Daniel WEISS ouvrira l’année par un exposé sur le thème choisi pour l’année 2013 :
Destins du transfert dans la cure – Croyance et désir de l’analyste
Nous fêterons ensuite la nouvelle année autour d’une coupe de champagne et de la traditionnelle galette.
DESTINS DU TRANSFERT DANS LA CURE
Croyance et désir de l’analyste
La guérison est l’affaire de l’analyste. C’est ce que nous avons soutenu lors du dernier colloque du Cercle freudien, et ce moment fera date. Sommes-nous pour autant des guérisseurs ? Nous désirons savoir. Nous cherchons à mettre en lumière en quoi consiste la guérison psychanalytique. En d’autres termes nous entendons ne pas nous satisfaire des effets du transfert, mais soumettre celui-ci à l’analyse. C’est là que les difficultés commencent : analyser le transfert, ou du moins y prétendre, n’est-ce pas scier la branche sur laquelle sont assis les guérisseurs… les guérisseurs que nous sommes… Ou que nous pourrions être ?
Revenir sur la question du transfert nous paraît, en cela, nécessaire aujourd’hui…une fois de plus : afin de pouvoir rendre raison de ce qui fait la spécificité de notre discipline, la distinguant de toutes les thérapies psy, mais aussi et surtout afin de préciser, à chaque fois, en quoi il y aura eu de l’analyste dans une cure et par conséquent de l’analyse. Dans cette mesure, le transfert est à penser du début à la fin…. et donc aussi, comme nous l’a appris Lacan, de la fin au début.
Du début en effet, puisque « au commencement est le transfert ».
– Entendons « au commencement d’une analyse », évidemment, et c’est le transfert sur la psychanalyse et sur un de ses représentants supposé. Nous avons en cela à prendre en considération ce que sont aujourd’hui les conditions du transfert sur la psychanalyse.

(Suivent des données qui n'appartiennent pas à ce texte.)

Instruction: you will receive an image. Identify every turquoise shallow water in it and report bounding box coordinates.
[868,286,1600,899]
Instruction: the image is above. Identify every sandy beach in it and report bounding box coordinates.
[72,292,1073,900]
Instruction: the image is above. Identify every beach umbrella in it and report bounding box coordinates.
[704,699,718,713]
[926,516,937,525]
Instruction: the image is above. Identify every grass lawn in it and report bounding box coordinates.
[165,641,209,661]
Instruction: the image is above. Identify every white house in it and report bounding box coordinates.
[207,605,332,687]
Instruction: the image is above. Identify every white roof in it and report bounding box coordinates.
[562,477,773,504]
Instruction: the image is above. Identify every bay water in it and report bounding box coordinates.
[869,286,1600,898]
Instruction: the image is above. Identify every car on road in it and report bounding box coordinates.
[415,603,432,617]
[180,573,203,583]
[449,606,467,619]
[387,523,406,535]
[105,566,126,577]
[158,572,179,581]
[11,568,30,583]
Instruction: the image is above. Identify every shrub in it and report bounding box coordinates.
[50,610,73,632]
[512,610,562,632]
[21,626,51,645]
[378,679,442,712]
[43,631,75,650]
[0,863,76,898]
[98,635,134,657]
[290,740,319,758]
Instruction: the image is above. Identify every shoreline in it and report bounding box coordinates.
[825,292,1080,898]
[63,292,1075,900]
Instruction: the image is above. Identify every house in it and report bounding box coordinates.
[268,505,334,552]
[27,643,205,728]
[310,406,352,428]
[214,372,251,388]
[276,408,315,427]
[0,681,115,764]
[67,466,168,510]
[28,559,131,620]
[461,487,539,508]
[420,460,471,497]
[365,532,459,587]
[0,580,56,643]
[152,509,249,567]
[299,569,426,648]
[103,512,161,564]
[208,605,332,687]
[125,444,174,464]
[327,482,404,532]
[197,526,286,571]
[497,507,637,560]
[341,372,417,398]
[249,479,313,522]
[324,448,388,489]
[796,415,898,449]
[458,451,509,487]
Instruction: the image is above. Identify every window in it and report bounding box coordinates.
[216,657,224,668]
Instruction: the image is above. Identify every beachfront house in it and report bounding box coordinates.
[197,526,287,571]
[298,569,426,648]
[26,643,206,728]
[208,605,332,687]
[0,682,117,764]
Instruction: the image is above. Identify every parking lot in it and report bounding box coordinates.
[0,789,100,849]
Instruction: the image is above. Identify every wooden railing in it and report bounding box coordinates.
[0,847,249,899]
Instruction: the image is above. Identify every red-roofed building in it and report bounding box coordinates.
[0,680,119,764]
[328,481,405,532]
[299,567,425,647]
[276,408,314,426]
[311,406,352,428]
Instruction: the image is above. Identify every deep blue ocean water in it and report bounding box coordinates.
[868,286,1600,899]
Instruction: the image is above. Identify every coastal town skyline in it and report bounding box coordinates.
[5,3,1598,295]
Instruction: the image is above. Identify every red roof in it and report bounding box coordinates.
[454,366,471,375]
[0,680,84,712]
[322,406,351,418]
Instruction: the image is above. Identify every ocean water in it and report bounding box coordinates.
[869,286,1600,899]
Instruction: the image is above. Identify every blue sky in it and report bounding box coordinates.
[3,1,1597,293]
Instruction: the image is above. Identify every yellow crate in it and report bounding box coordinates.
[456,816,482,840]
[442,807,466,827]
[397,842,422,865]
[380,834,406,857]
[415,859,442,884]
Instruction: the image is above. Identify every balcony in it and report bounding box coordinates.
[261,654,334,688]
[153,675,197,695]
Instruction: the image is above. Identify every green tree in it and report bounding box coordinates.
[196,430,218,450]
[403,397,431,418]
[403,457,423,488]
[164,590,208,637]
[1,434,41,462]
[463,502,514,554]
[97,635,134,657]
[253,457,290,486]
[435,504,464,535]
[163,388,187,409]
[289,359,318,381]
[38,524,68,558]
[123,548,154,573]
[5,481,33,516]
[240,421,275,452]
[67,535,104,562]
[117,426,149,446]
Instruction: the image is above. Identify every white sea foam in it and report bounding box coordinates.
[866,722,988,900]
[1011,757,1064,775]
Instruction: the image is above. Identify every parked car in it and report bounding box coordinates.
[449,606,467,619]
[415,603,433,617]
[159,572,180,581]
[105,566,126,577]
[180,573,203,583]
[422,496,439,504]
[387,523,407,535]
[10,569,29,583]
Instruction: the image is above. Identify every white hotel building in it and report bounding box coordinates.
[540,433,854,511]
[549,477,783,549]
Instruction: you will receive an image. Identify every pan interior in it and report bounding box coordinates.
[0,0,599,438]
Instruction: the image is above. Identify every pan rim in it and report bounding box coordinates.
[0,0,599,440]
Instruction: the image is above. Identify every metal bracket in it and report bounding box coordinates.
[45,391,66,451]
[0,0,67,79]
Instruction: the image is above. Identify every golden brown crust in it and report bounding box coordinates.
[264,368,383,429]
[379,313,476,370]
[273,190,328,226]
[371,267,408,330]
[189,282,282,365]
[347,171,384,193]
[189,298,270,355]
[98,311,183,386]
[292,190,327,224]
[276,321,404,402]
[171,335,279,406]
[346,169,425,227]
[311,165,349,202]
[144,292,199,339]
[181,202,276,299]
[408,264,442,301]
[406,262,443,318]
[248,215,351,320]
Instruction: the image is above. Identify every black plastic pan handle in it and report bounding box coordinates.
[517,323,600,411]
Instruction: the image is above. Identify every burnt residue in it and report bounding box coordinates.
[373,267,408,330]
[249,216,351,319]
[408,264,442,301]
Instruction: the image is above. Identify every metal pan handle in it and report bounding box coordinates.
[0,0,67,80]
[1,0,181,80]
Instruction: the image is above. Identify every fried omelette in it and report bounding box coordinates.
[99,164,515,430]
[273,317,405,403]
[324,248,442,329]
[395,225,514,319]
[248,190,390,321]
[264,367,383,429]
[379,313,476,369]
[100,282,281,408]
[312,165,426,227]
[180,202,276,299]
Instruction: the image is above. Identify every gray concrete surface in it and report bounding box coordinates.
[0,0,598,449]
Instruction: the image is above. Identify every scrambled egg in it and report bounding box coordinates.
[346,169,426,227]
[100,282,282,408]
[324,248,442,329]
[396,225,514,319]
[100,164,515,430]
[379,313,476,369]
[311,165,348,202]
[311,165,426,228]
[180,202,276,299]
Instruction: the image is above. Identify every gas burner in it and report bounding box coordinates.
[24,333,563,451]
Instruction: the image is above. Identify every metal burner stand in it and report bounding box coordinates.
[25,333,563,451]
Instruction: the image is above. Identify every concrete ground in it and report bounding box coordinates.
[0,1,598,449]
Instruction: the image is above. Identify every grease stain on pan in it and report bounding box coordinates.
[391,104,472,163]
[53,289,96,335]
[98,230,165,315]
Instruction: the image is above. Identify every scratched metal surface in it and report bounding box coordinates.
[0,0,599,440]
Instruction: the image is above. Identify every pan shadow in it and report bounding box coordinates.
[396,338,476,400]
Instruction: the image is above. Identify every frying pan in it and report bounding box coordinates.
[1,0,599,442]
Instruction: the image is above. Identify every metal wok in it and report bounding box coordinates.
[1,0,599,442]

– Ou « au commencement de la psychanalyse », et c’est « l’analyse originelle », le transfert de Freud à Fliess. Il nous faut repérer ce qui s’en transmet, jusqu’à aujourd’hui.
– Plus radicalement peut-être faut-il entendre « au commencement de l’inconscient » : pour la psychanalyse pas d’inconscient sans transfert.Ce que nous appelons habituellement « inconscient » en effet est ce savoir supposé aux formations qui se proposent au déchiffrage. Cette impossibilité de considérer l’inconscient indépendamment du transfert est ce qui différencie notre discipline d’une psychologie.
C’est aussi ce qui fait du rapport transférentiel à l’inconscient une croyance, croyance nécessaire à l’institution et au déroulement de l’expérience. « Glaübige Erwartung » dit Freud à propos de la médecine et de la psychothérapie, mais cette expression convient particulièrement bien à ce dont il est question au début d’une analyse. Attente croyante que Lacan évoque également à sa façon : « Il y a pas de doute, quiconque vient nous présenter un symptôme y croit » (Lacan RSI séance du 21 Janvier 1975). En d’autres termes « croyance » est un autre nom de cette supposition de savoir instituant l’inconscient dans la cure. Envisagé comme lieu de vérité, l’inconscient freudien implique la dimension de la
croyance.
Tout au long d’une cure nous avons à composer avec la croyance, et pas seulement pour guérir l’analysant « des illusions qui le retiennent sur la voie de son désir » (Lacan L’éthique de la psychanalyse séance du 11 Mai 1960). Elle se tient au cœur même du processus analytique, porteuse d’effets de symbolisation en tant que supposition d’insu, et génératrice d’obstacles imaginaires en tant qu’hainamoration avec laquelle nous avons à nous débrouiller. En ce sens poser la question des destins possibles du transfert dans la cure c’est interroger le devenir de la croyance dans l’inconscient comme lieu de vérité, tout particulièrement son devenir au terme de l’analyse.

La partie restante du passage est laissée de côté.